In the age of multiculture and cosmopolitan, we seem to take a giant step towards peace. However, with the tides of fashion and strong individualism, there is an obscure side inside people’s heart. We all talk glibly about that all men are created equal. But it seems to me that all of us are just the echoes. On the one hand, we know the truth; on the other hand, we have our own rule of standards subtly in the mind. That’s really evil, isn’t it? No one discloses the ugly truth so we hide it as usual. Once somebody committs an error, the society must send troops to punish him/her as if others were emissaries of justice. There’s no so-called equality of all time in this world; not to mention the situation between different ancestries.

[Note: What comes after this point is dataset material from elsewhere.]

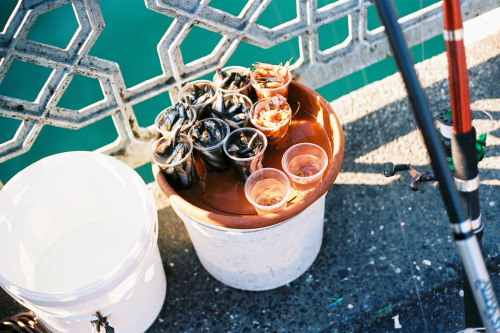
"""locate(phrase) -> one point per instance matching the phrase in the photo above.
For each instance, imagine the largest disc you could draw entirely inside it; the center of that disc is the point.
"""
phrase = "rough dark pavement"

This book made me think of Dr. King, who devoted himself to leading Africa-American Civil Rights Movement. One part of his speech seared into my memory entirely:
I have a dream that one day, down in Alabama, with it’s vicious racists, with it’s governor having his lips dripping with the words of interposition and nullification; one day right there in Alabama, little black boys and black girls will be able to join hands with little white boys and white girls as sisters and brothers.
Didn’t anyone remember his agitating words? How could we lose sight of our geniueness deeply rooted in the heart? As a matter of fact, there can certainly be no doubt that we can make the things right as long as we face up to the reality and are willing to try. We’re all the residents on the planet. I wonder what would be left if we don’t care about the harmony? Maybe the coldness would be left, the hatred would ramble, and the spring would never come back for good. I’m sure that no one would like something like this to come true. So, Dr. King did it. Skeeter did it. They succeeded. Dr. King can, Skeeter can, so can we!
Perhaps we can’t have such influence on this as they did, we can try as much as we can. The aforementioned instances inspired me, and I can tell them to others, changing other’s thoughts if they kept incorrect ideas towards that.
Last but not least, The Help is a great book worth reading. We can have tears and laughter together while reading. This is a book full of ruthlessness and warmness. We can find the initial feelings which hided inside the soul, feeling the waves of the mood surging over the mind, pondering long and deeply over the matter. Sincerely, I hope that everyone can read it and really enjoy it.